6. Support via local government and the social protection system may sometimes be more appropriate, especially for those in the informal sector. Many businesses and individuals have no interaction with the formal tax system so cannot be directly supported via tax abatements, reductions, or grants administered based on central government tax records. However, they may interact with local government and the social protection system.
a) The provision of additional ring-fenced funding for local government may allow them to offer rebates or support to informal businesses and traders that have registered or paid licence fees or taxes at a local level. Funding could also be used to reduce or exempt particularly affected groups from local property taxes – which are generally an efficient form of tax, but may not reflect current income levels.
b) Increases in the generosity, expansions in the coverage, and reductions in the conditionality of social protection systems are likely to be better placed to reach the most vulnerable individuals than tax policy measures. Where possible, payment by electronic means would be preferable to limit the need for physical interactions.

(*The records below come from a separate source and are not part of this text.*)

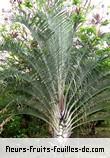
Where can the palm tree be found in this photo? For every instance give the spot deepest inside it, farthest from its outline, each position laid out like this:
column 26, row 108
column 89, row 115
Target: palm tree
column 51, row 77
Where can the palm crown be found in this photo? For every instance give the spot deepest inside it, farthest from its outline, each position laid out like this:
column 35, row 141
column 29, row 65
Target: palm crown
column 51, row 77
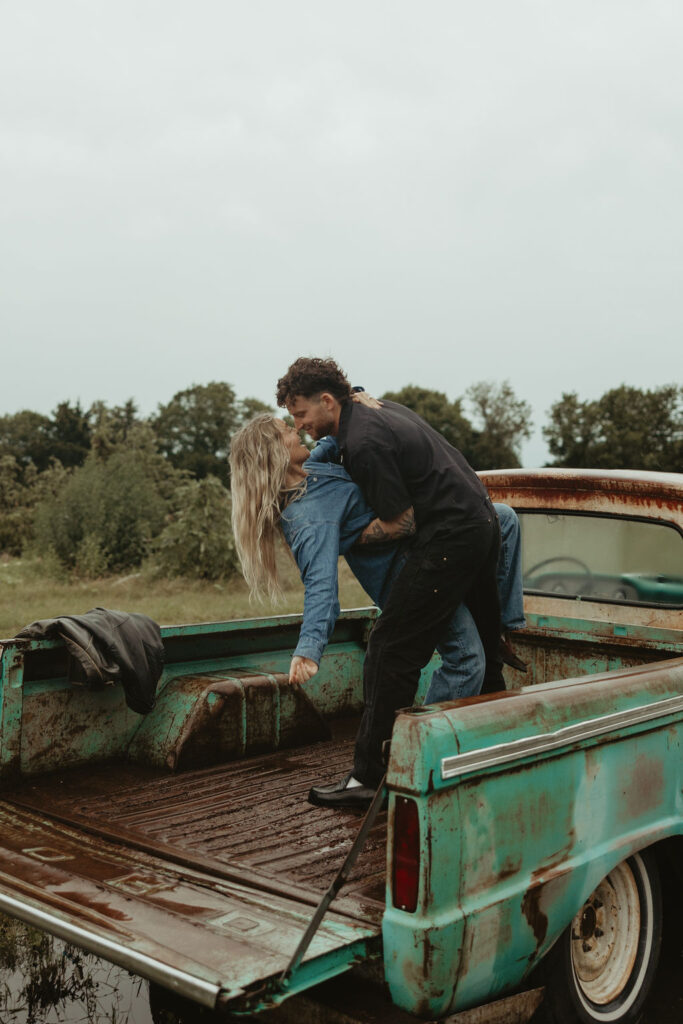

Low and middle-income countries will need to think carefully about which policies to prioritise given the limited resources available to them, and the need to bolster spending on health systems and food security. Measures may need to be revised on several occasions as the health and economic situation develops. The data available to tax authorities at high frequency – e.g. daily reports from electronic billing machines which provide real-time information on economic activity, – can help with this process.
At some stage, the focus may have to shift from support to stimulus, as governments seek to re-awaken their economies. If that is the case – and it may not be – that could require a different set of measures, and a new set of challenges for Ministries of Finance and Revenue Authorities across the world.